To be sure, you have made such points from time to time in the past. But it has never been more important to underscore this central reality behind the changes you will be announcing Wednesday. Not least, by so doing, you can make clear why it is impossible simply to acquiesce in the face of congressional criticism and negative polls to alternative strategies that will result in a terrible loss for the Free World in Iraq - and further embolden its enemies and their enablers.
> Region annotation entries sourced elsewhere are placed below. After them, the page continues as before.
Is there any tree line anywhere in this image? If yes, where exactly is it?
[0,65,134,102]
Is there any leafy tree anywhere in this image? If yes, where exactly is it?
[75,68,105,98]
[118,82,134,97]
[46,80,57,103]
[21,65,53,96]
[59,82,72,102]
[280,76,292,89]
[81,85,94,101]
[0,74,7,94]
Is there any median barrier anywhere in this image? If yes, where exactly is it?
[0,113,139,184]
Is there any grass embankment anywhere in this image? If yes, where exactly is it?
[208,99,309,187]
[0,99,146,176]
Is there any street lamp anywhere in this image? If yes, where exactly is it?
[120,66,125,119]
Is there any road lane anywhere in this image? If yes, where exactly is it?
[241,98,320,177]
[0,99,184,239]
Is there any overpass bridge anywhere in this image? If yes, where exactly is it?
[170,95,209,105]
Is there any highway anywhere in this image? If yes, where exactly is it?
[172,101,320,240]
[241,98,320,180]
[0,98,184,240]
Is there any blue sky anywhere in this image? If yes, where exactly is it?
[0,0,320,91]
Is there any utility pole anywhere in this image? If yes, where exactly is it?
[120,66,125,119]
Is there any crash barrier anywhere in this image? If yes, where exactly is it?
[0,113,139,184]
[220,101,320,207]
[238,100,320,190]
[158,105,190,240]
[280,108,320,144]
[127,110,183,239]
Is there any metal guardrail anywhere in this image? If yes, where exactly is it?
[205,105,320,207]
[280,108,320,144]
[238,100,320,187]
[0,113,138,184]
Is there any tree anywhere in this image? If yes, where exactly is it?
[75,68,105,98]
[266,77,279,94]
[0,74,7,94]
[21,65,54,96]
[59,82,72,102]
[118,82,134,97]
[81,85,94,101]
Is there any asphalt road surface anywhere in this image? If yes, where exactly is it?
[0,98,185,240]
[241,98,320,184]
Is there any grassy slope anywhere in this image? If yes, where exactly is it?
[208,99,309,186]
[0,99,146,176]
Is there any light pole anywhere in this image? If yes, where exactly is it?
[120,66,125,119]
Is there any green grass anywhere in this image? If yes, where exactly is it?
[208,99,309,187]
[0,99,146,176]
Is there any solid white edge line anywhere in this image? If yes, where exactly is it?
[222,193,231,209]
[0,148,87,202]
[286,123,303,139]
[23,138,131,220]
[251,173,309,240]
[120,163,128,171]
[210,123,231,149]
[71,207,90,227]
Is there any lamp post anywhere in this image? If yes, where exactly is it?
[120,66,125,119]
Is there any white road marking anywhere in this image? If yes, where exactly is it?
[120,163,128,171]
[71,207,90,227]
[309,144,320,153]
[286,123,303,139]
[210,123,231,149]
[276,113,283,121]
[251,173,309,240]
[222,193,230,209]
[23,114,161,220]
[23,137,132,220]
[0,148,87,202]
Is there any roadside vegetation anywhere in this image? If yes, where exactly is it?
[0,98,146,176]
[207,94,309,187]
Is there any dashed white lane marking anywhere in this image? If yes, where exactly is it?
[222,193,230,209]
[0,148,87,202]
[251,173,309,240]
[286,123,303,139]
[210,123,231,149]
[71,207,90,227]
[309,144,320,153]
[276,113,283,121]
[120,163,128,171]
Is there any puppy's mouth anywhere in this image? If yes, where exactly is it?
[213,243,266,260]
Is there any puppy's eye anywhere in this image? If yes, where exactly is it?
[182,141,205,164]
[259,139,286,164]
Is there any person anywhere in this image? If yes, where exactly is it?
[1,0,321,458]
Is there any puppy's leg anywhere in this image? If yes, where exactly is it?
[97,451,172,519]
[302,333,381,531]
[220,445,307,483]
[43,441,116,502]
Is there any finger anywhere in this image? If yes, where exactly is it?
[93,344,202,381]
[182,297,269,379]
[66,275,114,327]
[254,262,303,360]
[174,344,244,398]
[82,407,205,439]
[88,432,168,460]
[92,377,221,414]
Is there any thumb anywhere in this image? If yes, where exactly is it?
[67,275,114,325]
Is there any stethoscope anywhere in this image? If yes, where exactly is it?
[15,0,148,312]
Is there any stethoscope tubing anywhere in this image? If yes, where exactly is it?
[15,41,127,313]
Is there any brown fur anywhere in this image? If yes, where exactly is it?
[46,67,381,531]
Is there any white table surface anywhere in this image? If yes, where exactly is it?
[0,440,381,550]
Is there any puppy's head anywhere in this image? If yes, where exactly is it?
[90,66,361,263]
As you know, chief among these foes at the moment is Iran. Again, the problem is not confined to Iraq, although Tehran is certainly making every effort to ensure freedom's defeat there. The Iranian mullahocracy is also actively engaged in international terrorism, destabilizing Lebanon, explicitly threatening Israel and the United States and amassing the nuclear weapons and ballistic missiles needed to carry out such threats.
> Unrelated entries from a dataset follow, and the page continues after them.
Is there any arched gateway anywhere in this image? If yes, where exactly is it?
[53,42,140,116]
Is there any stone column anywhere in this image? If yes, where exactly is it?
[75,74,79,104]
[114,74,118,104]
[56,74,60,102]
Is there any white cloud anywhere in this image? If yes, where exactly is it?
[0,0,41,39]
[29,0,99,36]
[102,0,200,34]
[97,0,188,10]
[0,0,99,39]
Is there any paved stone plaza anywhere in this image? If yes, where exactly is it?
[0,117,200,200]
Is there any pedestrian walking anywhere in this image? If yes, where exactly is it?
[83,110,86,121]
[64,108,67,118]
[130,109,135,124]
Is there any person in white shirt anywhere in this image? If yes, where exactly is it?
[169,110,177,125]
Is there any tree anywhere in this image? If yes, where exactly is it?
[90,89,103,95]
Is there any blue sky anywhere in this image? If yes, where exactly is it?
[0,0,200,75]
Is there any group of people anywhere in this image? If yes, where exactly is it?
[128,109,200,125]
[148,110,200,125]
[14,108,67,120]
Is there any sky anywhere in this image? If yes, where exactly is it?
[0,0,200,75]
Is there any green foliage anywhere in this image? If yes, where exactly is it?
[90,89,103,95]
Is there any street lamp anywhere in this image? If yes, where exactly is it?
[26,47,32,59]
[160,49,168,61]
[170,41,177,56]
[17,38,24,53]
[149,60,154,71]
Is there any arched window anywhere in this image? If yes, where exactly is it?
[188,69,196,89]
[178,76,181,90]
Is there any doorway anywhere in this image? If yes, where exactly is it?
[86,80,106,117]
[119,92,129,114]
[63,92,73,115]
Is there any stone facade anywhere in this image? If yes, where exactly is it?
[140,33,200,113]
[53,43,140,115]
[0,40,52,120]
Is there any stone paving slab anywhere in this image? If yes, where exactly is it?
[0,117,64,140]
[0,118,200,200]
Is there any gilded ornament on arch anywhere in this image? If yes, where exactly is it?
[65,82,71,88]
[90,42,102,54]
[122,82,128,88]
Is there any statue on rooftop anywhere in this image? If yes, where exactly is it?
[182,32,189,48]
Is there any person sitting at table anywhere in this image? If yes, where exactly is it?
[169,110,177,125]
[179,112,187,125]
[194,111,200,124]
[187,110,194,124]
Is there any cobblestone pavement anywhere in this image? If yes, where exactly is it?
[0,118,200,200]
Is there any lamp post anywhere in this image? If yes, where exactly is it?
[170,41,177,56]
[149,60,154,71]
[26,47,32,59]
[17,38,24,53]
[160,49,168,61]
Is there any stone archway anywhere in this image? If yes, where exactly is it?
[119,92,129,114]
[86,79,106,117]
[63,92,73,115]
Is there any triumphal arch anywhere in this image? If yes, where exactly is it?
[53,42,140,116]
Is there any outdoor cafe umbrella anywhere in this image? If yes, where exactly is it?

Consequently, your new strategy must make clear that it is being designed to counter Islamofascist Iran both in terms of its subversion in Iraq and with a view to working with the Iranian people to bring down a government that they hate as much as we do. Toward that end, in your speech Wednesday, you should call attention to three further initiatives:
Millions of Americans can help the war effort by investing terror-free - that is, by ensuring that their money is not invested in companies that do business with Iran and other terrorist-sponsoring regimes. Call for the Nation's public pension funds, mutual funds and other institutional and private investors to deny resources to our enemies and, thereby, to reduce fiduciary risks associated with such investments.
On Sunday, General Motors unveiled a new hybrid electric vehicle called the Chevrolet Volt which could allow many drivers to avoid using gasoline at all. The widespread application of this "E-flex" technology - essentially an electric vehicle which uses its gas-powered internal combustion engine only to recharge its batteries - could dramatically reduce our "addiction to oil" evident in the U.S. transportation sector's dependence on foreign sources of petroleum. By so doing, we can further cut into the wealth our enemies use to threaten us.
For the promise of approaches like "E-flex" to be realized, though, America is going to have to have a reliable and large-scale source of lithium-ion batteries such vehicles require. Mr. President, make addressing this requirement a key part of a new, bipartisan energy security component to your new strategy.
Finally, you need to make clear the importance of America's freedom of action to defending this country. Under your leadership, we have enlisted dozens of countries in a U.S.-led Proliferation Security Initiative (PSI). It facilitates joint action to detect and defeat the spread of weapons of mass destruction.
Unfortunately, the new Democratic leadership of the House of Representatives has included language in its so-called "9/11 implementation legislation" (scheduled for floor action [today]) a sense of the Congress resolution that PSI should be subjected to the approval of the UN Security Council. This would have the effect of giving Russia and China a chance to veto, or otherwise adulterate, this important program - possibly denying us counter-proliferation tools more needed today than ever before. Draw the line on this sort of woolly-headed thinking now.
The Bottom Line
In short, Mr. President, your speech tomorrow must show the American people and their elected representatives that you are squarely addressing the challenge of our time - of which Iraq is but one part - in a comprehensive, multifaceted and determined way. Your intention to win must be forcefully communicated, not just because it is preferable to losing, but because the alternative to victory in this War for the Free World is unacceptable.